Origin's net profit fell to $461 million from $1.06 billion a year earlier, and earnings per share dropped to 34.6¢ from 90.6¢, reflecting the combined effects of discounting, customer churn and price controls.
Origin reported net customer losses of 23,000 in the first half, which it trimmed to 16,000 by the end of June. The company said it moved in February to stem customer losses, particularly in NSW.
Queensland price controls cost Origin an estimated $210 million, while customer losses in NSW removed about $80 million from gross profit. The article notes Queensland planned to remove price controls from 2015 and NSW was reviewing competition with potential full deregulation from 2014.
Price discounting reduced Origin's margins by roughly $150 million. Most discounted contracts are for 12 months, so the financial impact will depend on how quickly industry-wide discounting eases as contracts come up for renewal.
Ongoing issues integrating Integral Energy and Country Energy in NSW led Origin to write off $42 million of debtors, deciding some debts were too old to be repaid. The business has sped up migrating accounts to a new billing system to improve operations.

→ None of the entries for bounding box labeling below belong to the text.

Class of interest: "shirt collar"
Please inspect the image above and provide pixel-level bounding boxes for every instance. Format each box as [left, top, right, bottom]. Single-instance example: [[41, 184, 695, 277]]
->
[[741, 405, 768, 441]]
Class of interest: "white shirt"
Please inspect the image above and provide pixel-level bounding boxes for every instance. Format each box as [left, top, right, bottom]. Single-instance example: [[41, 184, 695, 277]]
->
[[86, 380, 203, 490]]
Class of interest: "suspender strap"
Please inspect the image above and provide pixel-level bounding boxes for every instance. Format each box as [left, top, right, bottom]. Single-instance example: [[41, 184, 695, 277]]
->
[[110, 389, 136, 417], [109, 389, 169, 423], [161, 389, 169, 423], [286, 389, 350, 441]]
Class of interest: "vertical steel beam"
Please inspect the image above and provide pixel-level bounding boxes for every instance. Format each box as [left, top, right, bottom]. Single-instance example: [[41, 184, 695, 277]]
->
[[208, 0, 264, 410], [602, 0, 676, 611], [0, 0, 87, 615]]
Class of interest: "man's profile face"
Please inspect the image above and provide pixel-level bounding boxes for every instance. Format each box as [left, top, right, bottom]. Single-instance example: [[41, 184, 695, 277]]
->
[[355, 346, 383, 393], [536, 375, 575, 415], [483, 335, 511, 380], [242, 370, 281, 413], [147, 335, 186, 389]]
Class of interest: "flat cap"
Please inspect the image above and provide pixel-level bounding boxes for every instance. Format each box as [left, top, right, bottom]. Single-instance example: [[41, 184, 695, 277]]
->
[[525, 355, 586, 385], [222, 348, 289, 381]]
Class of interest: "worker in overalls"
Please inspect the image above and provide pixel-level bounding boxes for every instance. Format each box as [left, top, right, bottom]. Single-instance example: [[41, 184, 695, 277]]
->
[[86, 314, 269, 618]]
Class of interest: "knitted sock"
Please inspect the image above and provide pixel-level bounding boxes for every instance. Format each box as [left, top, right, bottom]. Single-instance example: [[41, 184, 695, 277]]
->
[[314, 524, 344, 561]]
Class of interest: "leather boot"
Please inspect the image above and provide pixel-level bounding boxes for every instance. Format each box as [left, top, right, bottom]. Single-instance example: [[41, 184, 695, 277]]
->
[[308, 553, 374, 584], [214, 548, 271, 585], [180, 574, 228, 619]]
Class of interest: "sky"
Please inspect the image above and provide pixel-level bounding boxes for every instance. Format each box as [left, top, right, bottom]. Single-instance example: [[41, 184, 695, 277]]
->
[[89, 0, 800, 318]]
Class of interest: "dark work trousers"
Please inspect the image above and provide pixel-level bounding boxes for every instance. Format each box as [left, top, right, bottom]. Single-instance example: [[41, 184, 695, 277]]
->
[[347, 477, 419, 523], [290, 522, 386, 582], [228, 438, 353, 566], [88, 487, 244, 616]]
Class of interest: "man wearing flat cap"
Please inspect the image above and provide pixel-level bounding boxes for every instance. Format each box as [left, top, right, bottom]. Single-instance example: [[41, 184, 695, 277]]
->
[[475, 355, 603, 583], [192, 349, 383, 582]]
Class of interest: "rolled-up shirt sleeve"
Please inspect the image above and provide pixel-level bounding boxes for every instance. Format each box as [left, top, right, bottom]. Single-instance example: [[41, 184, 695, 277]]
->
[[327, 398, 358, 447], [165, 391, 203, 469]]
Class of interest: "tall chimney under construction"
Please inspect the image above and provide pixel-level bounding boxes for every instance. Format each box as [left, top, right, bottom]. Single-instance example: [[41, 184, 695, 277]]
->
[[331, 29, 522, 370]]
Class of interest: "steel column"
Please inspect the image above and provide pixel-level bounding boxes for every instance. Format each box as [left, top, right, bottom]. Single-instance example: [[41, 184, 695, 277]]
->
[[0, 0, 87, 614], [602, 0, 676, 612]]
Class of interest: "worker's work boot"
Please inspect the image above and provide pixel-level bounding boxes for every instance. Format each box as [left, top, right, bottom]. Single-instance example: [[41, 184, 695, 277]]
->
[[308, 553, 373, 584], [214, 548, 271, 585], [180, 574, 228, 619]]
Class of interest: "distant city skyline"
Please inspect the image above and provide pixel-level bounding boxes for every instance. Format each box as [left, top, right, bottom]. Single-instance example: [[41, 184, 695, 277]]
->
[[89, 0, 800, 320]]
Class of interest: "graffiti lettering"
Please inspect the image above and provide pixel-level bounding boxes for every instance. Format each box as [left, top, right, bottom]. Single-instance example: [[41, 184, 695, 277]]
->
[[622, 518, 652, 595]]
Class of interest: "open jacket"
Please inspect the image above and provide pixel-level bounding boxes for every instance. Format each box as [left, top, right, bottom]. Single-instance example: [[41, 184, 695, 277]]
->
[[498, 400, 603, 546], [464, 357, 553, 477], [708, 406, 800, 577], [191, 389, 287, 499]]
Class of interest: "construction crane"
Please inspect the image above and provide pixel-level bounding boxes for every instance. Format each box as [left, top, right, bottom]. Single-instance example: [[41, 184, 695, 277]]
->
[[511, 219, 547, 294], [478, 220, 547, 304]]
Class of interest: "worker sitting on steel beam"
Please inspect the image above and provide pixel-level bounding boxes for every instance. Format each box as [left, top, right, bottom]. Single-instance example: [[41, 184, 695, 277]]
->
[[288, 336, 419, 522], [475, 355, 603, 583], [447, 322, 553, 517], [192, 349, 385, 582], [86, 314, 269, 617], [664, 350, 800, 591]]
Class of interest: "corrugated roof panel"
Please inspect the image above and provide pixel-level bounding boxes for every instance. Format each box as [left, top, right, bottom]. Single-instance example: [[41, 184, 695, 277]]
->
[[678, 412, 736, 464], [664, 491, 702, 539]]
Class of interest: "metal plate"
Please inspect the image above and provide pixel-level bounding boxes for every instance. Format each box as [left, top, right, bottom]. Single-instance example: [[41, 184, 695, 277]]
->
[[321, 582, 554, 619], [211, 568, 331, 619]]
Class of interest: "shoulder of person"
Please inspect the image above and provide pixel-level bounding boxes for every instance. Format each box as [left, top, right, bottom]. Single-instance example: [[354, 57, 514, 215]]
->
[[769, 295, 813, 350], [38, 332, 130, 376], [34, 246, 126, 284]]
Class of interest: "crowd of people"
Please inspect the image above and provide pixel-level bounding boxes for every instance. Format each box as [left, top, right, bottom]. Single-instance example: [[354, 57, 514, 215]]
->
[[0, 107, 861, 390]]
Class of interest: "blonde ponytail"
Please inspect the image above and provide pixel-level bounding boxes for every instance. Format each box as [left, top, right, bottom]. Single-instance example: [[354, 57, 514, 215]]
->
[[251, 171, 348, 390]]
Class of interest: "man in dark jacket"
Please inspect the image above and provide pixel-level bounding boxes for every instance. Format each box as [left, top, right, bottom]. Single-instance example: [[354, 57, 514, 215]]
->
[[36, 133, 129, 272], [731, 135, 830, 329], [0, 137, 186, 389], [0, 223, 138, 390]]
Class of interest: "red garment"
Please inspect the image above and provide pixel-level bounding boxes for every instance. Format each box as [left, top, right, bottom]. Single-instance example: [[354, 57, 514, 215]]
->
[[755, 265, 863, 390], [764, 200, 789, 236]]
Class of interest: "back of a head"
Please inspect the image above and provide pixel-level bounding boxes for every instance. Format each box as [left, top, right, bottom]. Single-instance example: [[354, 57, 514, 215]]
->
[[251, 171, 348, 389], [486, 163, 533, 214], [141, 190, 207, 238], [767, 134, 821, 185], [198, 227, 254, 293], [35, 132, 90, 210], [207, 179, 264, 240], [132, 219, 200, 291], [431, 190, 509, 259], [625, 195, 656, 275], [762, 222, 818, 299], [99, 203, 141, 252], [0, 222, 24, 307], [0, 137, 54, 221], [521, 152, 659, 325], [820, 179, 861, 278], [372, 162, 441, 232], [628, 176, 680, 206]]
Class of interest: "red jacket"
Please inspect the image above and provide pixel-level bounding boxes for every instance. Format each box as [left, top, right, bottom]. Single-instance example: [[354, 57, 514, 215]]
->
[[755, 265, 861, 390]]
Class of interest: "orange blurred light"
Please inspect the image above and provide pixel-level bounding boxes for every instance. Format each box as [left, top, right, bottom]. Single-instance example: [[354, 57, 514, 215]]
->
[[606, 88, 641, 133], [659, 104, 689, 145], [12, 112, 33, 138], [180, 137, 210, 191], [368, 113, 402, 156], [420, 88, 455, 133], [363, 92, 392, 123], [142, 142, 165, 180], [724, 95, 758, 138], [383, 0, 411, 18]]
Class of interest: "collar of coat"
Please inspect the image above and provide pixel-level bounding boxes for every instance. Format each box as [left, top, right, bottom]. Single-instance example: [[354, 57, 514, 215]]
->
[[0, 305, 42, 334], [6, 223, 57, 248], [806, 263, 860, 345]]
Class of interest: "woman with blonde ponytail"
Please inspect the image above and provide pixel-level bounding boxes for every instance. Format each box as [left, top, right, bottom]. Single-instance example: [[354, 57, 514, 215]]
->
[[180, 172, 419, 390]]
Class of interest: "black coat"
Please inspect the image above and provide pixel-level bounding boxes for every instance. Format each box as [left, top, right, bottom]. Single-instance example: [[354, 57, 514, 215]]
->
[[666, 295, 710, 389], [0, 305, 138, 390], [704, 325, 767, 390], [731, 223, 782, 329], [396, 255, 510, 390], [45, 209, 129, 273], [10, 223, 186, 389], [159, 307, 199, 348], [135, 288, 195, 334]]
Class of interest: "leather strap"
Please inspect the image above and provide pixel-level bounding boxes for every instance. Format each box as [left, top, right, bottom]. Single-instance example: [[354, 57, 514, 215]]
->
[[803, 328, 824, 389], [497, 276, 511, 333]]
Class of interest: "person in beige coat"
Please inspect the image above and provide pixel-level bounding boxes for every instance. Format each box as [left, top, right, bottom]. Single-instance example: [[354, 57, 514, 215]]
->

Origin is fast-tracking the transition of customer accounts onto a new billing system, expected to be completed by October, which the company says will deliver significant savings. It has also adjusted pricing and retention measures to reduce customer churn.
With commissioning of a Queensland gas export project less than two years away, Origin has put potential investments such as the Stockyard Hill wind farm (about $1.5 billion), the Iron Bark gas development (over $1 billion) and the Halladale and Black Watch gas fields (around $250 million) on the radar. The company said it will hold to a 60% payout ratio and take final investment decisions closer to export project start-up when cashflows are clearer.